Dr Pragya Agarwal, Maxim Samson, Saeed Khan

Drawing Power: The Politics of Maps

Description

This panel explores how maps are far more than tools for navigation. They are instruments of power, shaping how we see the world and how the world is controlled.

From imperial cartography to modern surveillance systems, maps have long been used to assert authority, conceal information, and construct realities. It is an era when we ‘unknowingly trade privacy for convenience’ via our phones, bank cards and travel passes, and offer up constant maps of our movement through location data.

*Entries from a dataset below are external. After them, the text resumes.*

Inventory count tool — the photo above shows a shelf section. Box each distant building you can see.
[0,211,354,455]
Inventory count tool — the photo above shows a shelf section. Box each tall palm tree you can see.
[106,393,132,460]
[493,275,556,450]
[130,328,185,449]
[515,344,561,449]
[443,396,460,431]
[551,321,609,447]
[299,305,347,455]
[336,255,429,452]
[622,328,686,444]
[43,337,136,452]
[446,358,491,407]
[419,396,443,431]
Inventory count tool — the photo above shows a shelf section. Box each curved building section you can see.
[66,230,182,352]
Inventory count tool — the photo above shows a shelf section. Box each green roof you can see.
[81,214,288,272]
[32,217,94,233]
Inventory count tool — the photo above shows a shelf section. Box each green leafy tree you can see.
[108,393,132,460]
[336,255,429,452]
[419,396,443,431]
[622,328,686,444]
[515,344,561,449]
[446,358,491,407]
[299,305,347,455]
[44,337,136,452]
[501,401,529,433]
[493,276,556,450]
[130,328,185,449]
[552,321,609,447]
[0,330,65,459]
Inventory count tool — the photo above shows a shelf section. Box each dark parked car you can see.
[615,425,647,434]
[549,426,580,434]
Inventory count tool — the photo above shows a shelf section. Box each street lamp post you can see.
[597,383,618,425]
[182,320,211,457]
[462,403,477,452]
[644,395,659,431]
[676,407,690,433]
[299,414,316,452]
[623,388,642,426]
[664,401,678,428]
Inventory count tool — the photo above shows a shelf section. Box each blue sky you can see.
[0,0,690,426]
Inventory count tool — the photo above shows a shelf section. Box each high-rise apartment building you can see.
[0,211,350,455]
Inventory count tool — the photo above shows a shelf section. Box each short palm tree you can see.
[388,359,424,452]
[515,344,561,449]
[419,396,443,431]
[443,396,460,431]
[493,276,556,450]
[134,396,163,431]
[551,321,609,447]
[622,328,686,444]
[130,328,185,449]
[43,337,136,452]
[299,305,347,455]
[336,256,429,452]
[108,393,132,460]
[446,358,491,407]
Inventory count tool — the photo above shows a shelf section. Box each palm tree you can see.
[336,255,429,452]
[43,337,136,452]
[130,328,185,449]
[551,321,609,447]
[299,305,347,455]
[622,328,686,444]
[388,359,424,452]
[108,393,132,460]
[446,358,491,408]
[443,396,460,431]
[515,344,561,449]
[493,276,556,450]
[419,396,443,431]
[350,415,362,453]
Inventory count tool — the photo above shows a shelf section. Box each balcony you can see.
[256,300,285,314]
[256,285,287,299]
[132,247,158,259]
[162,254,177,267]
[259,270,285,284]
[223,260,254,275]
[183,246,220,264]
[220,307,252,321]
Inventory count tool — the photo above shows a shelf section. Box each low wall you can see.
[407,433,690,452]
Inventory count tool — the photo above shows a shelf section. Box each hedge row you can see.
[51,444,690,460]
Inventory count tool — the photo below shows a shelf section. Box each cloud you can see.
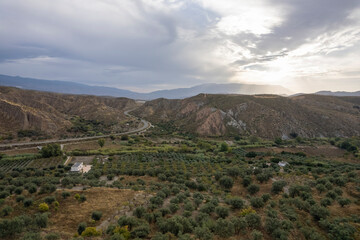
[0,0,360,91]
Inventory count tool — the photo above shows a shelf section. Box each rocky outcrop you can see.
[136,94,360,138]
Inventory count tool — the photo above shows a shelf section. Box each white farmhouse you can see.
[70,162,84,172]
[278,161,289,167]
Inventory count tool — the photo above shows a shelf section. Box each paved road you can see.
[0,109,151,150]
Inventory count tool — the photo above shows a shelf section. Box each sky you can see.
[0,0,360,92]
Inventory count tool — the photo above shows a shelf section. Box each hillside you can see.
[0,87,135,139]
[0,74,291,100]
[135,94,360,139]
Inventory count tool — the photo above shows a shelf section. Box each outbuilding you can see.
[70,162,84,172]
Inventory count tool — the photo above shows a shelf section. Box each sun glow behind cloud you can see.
[0,0,360,92]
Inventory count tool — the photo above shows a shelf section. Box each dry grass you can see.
[45,188,136,239]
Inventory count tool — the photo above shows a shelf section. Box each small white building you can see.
[278,161,289,167]
[70,162,84,172]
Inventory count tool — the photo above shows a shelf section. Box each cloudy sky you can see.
[0,0,360,92]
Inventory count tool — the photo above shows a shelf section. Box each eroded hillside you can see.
[135,94,360,138]
[0,87,135,139]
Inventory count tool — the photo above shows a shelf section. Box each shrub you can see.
[184,202,194,212]
[250,197,265,208]
[337,198,351,207]
[214,218,235,238]
[245,213,261,228]
[242,176,252,187]
[261,193,271,202]
[247,184,260,195]
[251,230,263,240]
[228,197,245,209]
[77,222,87,235]
[320,198,333,207]
[1,205,14,216]
[74,193,80,200]
[16,195,25,202]
[61,191,70,199]
[79,194,86,202]
[133,207,146,218]
[81,227,101,237]
[194,227,213,240]
[45,233,60,240]
[14,187,24,195]
[245,152,257,158]
[40,143,62,158]
[215,206,229,218]
[271,180,286,194]
[169,203,179,213]
[200,203,215,214]
[240,207,256,216]
[35,213,48,228]
[310,205,330,221]
[22,232,41,240]
[219,176,234,189]
[39,183,56,194]
[39,203,49,212]
[230,217,247,234]
[24,198,33,207]
[131,224,150,238]
[44,196,56,205]
[91,211,102,221]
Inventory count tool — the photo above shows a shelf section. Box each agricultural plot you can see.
[27,157,64,169]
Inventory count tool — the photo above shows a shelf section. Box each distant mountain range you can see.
[0,75,291,100]
[315,91,360,97]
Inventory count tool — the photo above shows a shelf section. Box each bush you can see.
[35,213,48,228]
[214,218,235,238]
[228,197,245,209]
[131,224,150,238]
[251,230,263,240]
[40,143,62,158]
[169,203,179,213]
[77,222,87,235]
[16,195,25,202]
[194,227,213,240]
[245,152,257,158]
[320,198,333,207]
[215,206,229,218]
[79,194,86,202]
[337,198,351,207]
[91,211,102,221]
[250,197,265,208]
[271,180,286,194]
[39,203,49,212]
[74,193,80,200]
[310,205,330,221]
[44,196,56,205]
[24,198,33,207]
[81,227,101,237]
[242,176,252,187]
[219,176,234,189]
[61,191,70,199]
[247,184,260,195]
[245,213,261,228]
[133,207,146,218]
[1,205,14,216]
[45,233,60,240]
[22,232,41,240]
[200,203,215,214]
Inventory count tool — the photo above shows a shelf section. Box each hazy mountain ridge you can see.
[0,75,291,100]
[0,87,135,137]
[135,94,360,138]
[315,91,360,97]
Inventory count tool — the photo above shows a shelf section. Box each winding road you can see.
[0,109,151,150]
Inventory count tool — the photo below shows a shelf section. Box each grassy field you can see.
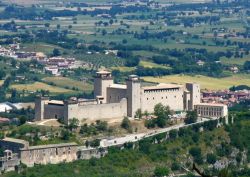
[143,74,250,90]
[111,66,135,72]
[139,61,170,69]
[221,56,250,65]
[11,82,74,93]
[43,77,93,91]
[21,42,63,55]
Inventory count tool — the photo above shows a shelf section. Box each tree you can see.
[68,118,79,131]
[244,61,250,71]
[89,139,101,147]
[207,153,216,164]
[19,116,27,125]
[169,130,178,140]
[154,103,171,119]
[0,69,6,80]
[154,103,171,128]
[52,48,61,57]
[121,117,131,130]
[11,59,17,68]
[184,111,198,124]
[44,23,50,28]
[171,162,181,171]
[135,109,142,119]
[61,129,70,140]
[154,167,169,177]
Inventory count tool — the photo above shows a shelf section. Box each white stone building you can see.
[35,71,228,123]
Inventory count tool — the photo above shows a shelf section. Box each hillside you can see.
[4,112,250,177]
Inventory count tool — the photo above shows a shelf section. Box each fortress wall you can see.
[107,88,127,103]
[20,144,77,167]
[65,98,127,123]
[44,104,64,119]
[141,88,184,113]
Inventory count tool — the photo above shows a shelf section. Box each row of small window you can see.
[144,89,179,93]
[147,95,179,100]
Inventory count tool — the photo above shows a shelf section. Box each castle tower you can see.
[94,71,114,103]
[126,75,141,118]
[186,83,201,110]
[35,97,49,121]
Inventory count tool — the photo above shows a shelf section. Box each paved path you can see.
[100,118,210,147]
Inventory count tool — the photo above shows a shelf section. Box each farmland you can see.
[11,82,74,94]
[143,75,250,90]
[43,77,93,92]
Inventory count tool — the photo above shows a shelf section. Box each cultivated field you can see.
[11,82,74,93]
[143,74,250,90]
[139,61,170,69]
[43,77,93,91]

Reconsider the maps you encounter every day, consider not just what they show, but what they hide, and who has the power to draw them.

About the Authors

Dr Pragya Agarwal

Dr Pragya Agarwal

Dr. Pragya Agarwal is a visiting professor of social inequities and injustice at Loughborough University in the UK, and a fellow at the University of Cambridge. Her research lies at the intersection of geography, sociology and technology to investigate historic legacies and modern manifestations of inequalities. She is the author of four non-fiction books: Sway: Unravelling Unconscious Bias (London and New York: Bloomsbury, 2020) which was Guardian Book of the Week and translated in Korean and Turkish; Wish we knew what to say: Talking with children about race (London: Dialogue Books, 2020); (M)otherhood: On the choices of being a woman (London: Canongate, 2021); Hysterical: Exploding the myth of gendered emotions (London: Canongate, 2022) which was translated into Mandarin; and an upcoming book in 2027. Pragya also writes regularly for publications such as The Guardian, Times Literary Supplement, Scientific American, New Scientist, Literary Hub and Prospect Magazine, and has contributed to anthologies for the Design Museum and Wellcome Trust. She has been awarded the Transmission Prize for ‘making complex scientific ideas accessible’.

Maxim Samson

Maxim Samson is an independent researcher and author of Earth Shapers: How Humans Mastered Geography and Remade the World and Invisible Lines: Boundaries and Belts That Define the World, both published by Profile Books. He holds a PhD in geography from the University of Leeds and has taught and lectured internationally. A former award-winning adjunct professor at DePaul University, Chicago, he now teaches geography and leads EPQ, supporting students in independent research.

About the Academic

Saeed Khan

Saeed Khan is a cultural historian and commentator based at Wayne State University in Detroit, where he teaches in the departments of History and Global Studies. His academic expertise includes Islamic and Middle Eastern history, Islamic political thought, and transnational identities. Alongside his academic work, he is a frequent analyst for international media outlets. Saeed is the founder of the Center for the Study of Trans-Atlantic Diasporas, a policy institute focused on ethnic and immigrant communities in North America and Europe.